STAT 39000: Project 11 — Spring 2022

Motivation: Machine learning and AI are huge buzzwords in industry, and two of the most popular tools surrounding said topics are the pytorch and tensorflow libraries — JAX is another tool by Google growing in popularity. These tools are libraries used to build and use complex models. If available, they can take advantage of GPUs to speed up parallelizable code by a hundred or even thousand fold.

Context: This is the third of a series of 4 projects focused on using pytorch and JAX to solve numeric problems.

Scope: Python, JAX

Learning Objectives
  • Compare and contrast pytorch and JAX.

  • Differentiate functions using JAX.

  • Understand what "JIT" is and why it is useful.

  • Understand when a value or operation should be static vs. traced.

  • Vectorize functions using the vmap function from JAX.

  • How do random number generators work in JAX?

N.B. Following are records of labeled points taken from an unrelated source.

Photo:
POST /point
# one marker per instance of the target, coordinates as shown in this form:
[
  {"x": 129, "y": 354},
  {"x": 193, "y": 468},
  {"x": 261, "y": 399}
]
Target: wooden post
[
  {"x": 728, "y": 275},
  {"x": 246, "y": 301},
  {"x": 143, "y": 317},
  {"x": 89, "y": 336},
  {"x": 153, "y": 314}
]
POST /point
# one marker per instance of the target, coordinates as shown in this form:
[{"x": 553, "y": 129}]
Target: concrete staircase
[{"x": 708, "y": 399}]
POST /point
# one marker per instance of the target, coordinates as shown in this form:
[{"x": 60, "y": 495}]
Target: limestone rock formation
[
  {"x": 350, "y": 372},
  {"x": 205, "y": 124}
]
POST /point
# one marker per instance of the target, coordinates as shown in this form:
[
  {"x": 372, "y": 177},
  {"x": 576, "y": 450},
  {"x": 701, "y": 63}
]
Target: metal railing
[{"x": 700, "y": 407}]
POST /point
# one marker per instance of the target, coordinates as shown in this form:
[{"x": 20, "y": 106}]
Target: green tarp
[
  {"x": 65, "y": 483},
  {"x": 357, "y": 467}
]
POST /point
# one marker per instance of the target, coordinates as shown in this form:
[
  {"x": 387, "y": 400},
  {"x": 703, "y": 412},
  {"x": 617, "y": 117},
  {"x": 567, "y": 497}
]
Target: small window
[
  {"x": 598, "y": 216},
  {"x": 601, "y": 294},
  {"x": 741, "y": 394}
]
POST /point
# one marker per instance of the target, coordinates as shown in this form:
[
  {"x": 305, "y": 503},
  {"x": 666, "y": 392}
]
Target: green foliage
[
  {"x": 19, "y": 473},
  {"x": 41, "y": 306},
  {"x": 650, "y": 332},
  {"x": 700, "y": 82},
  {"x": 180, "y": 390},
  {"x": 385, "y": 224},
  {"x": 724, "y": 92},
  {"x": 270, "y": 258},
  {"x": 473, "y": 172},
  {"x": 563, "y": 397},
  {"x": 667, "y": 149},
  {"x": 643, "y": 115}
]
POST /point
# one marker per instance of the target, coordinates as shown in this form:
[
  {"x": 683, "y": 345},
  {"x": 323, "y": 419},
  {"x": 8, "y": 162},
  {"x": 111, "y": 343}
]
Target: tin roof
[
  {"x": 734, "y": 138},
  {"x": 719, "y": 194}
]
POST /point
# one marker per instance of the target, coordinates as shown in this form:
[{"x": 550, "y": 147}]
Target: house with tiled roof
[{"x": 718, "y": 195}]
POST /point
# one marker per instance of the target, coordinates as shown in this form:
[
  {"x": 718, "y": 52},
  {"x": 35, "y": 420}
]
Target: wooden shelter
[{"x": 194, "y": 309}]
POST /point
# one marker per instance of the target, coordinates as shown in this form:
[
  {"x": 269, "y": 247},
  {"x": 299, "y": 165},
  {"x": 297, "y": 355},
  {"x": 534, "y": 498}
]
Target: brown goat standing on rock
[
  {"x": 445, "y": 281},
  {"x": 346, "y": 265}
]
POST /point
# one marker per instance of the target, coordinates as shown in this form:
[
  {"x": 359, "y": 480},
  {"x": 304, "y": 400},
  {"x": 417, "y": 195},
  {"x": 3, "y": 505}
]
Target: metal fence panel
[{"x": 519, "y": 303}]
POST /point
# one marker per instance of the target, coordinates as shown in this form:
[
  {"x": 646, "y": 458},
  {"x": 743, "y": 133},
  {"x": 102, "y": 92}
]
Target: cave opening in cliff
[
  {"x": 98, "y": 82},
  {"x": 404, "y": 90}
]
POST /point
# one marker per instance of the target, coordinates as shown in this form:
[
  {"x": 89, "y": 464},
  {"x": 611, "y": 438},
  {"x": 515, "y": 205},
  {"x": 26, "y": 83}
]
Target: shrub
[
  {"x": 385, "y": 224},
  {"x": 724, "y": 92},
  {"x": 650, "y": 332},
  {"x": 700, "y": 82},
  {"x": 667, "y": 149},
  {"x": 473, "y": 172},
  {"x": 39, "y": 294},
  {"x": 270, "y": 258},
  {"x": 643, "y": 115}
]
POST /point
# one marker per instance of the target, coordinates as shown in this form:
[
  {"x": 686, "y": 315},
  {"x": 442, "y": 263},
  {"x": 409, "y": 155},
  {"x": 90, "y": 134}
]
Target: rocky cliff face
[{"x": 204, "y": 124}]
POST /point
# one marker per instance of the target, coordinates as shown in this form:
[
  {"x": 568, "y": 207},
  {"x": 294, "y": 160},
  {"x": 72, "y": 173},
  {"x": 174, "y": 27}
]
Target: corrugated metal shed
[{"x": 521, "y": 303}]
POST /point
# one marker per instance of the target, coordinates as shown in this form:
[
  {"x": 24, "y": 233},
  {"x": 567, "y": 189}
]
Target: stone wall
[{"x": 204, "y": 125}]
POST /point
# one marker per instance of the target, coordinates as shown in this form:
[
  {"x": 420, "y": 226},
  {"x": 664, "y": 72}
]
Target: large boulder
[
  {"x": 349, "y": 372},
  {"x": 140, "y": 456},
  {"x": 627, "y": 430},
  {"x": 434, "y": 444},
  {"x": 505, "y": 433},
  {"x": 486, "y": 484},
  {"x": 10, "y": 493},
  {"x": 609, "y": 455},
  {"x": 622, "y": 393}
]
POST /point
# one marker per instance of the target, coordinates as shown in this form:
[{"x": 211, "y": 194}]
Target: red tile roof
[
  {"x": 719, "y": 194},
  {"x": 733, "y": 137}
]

Make sure to read about, and use the template found here, and the important information about projects submissions here.

Dataset(s)

The following questions will use the following dataset(s):

  • /depot/datamine/data/sim/train.csv

Questions

Question 1

JAX is a library for high performance computing. It falls into the same category as other popular packages like: numpy, pytorch, and tensorflow. JAX is a product of Google / Deepmind that takes a completely different approach than their other product, tensorflow.

Like the the other popular libraries, JAX can utilize GPUs/TPUs to greatly speed up computation. Let’s take a look.

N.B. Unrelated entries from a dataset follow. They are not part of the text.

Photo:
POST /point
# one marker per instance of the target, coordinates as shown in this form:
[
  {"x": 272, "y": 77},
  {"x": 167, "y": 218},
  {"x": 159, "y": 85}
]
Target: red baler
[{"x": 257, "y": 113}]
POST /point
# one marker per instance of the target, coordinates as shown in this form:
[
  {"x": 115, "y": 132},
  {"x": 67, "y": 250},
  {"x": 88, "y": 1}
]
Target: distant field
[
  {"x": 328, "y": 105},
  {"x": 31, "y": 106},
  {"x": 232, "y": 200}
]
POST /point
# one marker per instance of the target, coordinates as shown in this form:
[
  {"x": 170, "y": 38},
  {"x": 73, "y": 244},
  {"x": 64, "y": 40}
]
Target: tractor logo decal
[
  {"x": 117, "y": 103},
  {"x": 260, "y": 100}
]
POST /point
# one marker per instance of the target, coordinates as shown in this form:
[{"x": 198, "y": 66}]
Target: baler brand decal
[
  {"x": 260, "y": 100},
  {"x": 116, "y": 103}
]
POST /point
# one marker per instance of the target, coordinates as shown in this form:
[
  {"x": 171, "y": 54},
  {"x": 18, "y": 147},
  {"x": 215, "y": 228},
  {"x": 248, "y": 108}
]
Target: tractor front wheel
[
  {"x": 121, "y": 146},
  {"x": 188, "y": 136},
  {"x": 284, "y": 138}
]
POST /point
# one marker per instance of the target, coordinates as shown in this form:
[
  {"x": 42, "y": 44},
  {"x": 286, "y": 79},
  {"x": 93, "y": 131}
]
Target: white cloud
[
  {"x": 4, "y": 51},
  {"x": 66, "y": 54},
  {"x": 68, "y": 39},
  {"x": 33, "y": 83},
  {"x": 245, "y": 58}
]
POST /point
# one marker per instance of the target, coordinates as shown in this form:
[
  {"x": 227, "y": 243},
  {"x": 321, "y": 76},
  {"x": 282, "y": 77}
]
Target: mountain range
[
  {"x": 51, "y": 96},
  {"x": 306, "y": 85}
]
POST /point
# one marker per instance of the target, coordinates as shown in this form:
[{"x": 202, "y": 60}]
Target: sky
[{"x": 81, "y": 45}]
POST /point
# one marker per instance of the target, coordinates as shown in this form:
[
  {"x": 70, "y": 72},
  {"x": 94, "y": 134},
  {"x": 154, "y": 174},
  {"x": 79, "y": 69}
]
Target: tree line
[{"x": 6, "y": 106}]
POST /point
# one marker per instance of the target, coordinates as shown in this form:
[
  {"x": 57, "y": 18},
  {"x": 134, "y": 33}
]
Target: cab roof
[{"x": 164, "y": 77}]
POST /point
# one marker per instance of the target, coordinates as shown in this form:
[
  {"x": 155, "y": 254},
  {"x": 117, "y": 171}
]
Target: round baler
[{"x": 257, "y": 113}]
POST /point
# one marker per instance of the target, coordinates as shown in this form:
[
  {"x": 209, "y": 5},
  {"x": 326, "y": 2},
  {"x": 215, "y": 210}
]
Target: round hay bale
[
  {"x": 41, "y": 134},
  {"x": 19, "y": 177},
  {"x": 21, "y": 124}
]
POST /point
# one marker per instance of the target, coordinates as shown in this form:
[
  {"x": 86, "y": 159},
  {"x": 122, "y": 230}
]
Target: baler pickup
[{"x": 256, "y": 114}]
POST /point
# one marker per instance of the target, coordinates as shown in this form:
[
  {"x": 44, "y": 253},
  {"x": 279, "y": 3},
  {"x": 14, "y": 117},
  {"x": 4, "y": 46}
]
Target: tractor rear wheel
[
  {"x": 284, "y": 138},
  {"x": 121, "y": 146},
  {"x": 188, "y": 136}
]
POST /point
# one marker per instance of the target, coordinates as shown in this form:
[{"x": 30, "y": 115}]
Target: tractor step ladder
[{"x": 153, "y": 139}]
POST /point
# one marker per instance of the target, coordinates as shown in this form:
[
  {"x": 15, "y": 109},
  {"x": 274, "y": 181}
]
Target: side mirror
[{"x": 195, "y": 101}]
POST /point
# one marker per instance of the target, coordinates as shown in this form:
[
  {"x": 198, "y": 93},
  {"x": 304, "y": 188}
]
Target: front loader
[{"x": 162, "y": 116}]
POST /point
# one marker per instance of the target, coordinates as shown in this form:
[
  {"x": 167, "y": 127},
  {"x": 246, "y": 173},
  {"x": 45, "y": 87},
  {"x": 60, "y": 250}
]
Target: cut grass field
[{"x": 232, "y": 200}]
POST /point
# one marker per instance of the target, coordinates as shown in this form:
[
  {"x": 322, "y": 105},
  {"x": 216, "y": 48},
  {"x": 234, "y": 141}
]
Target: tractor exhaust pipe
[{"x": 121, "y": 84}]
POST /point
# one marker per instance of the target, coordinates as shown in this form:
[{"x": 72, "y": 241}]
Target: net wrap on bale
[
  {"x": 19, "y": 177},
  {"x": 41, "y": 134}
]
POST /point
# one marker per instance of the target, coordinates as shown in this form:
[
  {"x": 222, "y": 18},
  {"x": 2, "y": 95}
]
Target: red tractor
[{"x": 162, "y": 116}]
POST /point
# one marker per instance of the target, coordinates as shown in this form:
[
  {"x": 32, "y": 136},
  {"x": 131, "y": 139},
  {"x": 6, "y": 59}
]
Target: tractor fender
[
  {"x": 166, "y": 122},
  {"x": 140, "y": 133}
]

Here is a snippet of code from previous projects that uses pytorch and calculates predictions 10000 times.

Of course, this is the same calculation since our betas aren’t being updated yet, but just bear with me.

import pandas as pd
import torch
import jax
import jax.numpy as jnp

dat = pd.read_csv("/depot/datamine/data/sim/train.csv")
%%time

x_train = torch.tensor(dat['x'].to_numpy())
y_train = torch.tensor(dat['y'].to_numpy())

beta0 = torch.tensor(5, requires_grad=True, dtype=torch.float)
beta1 = torch.tensor(4, requires_grad=True, dtype=torch.float)
beta2 = torch.tensor(3, requires_grad=True, dtype=torch.float)

num_epochs = 10000

for idx in range(num_epochs):

    y_predictions = beta0 + beta1*x_train + beta2*x_train**2

Approximately how much time does it take to run this second chunk of code (after we have already read in our data)?

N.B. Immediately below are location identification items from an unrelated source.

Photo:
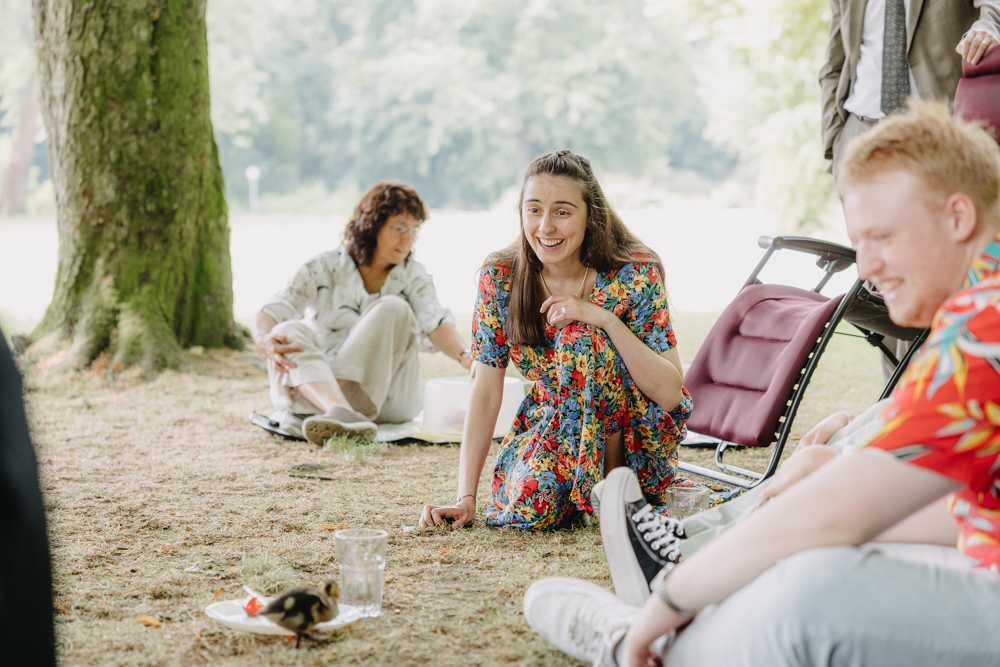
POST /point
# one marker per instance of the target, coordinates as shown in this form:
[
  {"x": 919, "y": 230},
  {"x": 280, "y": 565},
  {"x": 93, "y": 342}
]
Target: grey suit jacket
[{"x": 934, "y": 29}]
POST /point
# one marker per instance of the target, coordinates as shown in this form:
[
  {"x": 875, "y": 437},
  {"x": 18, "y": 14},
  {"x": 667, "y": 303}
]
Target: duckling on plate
[{"x": 301, "y": 609}]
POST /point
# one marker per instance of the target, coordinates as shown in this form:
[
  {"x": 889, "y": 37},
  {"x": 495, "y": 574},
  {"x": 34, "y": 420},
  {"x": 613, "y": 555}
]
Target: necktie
[{"x": 895, "y": 68}]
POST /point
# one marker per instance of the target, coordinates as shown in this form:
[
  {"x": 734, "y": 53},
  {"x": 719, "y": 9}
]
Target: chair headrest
[{"x": 990, "y": 64}]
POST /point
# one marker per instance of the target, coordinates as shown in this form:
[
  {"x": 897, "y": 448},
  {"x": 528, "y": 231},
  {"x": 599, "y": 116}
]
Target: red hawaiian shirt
[{"x": 945, "y": 413}]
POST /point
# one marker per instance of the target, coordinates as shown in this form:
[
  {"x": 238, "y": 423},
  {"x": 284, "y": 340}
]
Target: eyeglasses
[{"x": 402, "y": 230}]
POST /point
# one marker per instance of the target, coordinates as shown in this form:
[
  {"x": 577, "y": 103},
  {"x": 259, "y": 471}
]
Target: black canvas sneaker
[{"x": 638, "y": 541}]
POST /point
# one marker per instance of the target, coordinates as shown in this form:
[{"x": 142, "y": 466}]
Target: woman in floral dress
[{"x": 578, "y": 303}]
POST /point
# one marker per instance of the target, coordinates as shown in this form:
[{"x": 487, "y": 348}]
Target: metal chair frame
[{"x": 832, "y": 258}]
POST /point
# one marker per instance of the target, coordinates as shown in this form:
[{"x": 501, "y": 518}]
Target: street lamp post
[{"x": 253, "y": 177}]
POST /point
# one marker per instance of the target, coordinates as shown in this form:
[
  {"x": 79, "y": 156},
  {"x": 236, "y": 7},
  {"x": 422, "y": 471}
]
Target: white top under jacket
[{"x": 866, "y": 94}]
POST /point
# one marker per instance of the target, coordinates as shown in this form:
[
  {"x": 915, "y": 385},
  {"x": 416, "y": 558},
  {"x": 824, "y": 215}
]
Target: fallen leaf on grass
[{"x": 333, "y": 526}]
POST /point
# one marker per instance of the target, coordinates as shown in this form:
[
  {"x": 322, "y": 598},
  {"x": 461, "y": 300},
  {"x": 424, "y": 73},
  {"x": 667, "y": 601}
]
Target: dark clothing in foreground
[{"x": 27, "y": 634}]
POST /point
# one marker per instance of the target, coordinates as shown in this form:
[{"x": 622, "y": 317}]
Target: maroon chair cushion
[
  {"x": 742, "y": 378},
  {"x": 978, "y": 93}
]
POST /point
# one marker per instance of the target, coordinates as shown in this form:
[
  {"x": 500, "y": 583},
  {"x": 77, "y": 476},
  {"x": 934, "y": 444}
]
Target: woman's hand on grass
[
  {"x": 461, "y": 514},
  {"x": 563, "y": 310},
  {"x": 275, "y": 347}
]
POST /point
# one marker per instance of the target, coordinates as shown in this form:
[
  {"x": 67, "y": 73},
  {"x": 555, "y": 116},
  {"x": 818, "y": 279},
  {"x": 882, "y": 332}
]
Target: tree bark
[{"x": 144, "y": 265}]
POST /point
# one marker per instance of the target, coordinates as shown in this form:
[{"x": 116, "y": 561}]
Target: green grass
[{"x": 161, "y": 496}]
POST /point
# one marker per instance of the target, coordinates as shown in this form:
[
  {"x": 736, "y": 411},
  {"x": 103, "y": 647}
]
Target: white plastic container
[{"x": 446, "y": 401}]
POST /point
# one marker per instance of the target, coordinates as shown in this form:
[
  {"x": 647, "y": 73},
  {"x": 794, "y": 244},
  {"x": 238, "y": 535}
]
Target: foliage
[
  {"x": 453, "y": 96},
  {"x": 760, "y": 62}
]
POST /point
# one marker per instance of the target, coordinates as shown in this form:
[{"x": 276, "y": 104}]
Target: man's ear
[{"x": 962, "y": 217}]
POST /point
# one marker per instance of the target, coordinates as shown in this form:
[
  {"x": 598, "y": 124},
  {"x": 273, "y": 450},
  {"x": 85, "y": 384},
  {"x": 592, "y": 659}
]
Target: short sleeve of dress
[
  {"x": 489, "y": 345},
  {"x": 649, "y": 317}
]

Here is the equivalent JAX code:

%%time

x_train = jnp.array(dat['x'].to_numpy())
y_train = jnp.array(dat['y'].to_numpy())

beta0 = 5
beta1 = 4
beta2 = 3

num_epochs = 10000

for idx in range(num_epochs):

    y_predictions = beta0 + beta1*x_train + beta2*x_train**2

How much time does this take?

At this point in time you may be questioning how JAX could possibly be worth it. At first glance, the new code does look a bit cleaner, but not clean enough to use code that is around 3 times slower.

This is where JAX first trick, or transformation comes in to play. When we refer to transformation, think of it as an operation on some function that produces another function as an output.

The first transformation we will talk about is jax.jit. "JIT" stands for "Just In Time" and refers to a "Just in time" compiler. Essentially, just in time compilation is a trick that can be used to greatly speed up the execution of some code by compiling the code. In a nutshell, the compiled version of the code has a wide variety of optimizations that speed your code up.

Lots of our computation time is spent inside our loop, specifically when we are calculating our y_predictions. Let’s see if we can use the jit transformation to speed up our JAX code with little to no extra effort.

Write a function called model that accepts two arguments. The first argument is a tuple containing our parameters: beta0, beta1, and beta2. The second is our input to our function (our x values) called x. model should then unpack our tuple of parameters into beta0, beta1, and beta2, and then return predictions (the same formula shown above, twice). Replace the code as follows.

# replace this line
y_predictions = beta0 + beta1*x_train + beta2*x_train**2

# with
y_predictions = model((beta0, beta1, beta2), x_train)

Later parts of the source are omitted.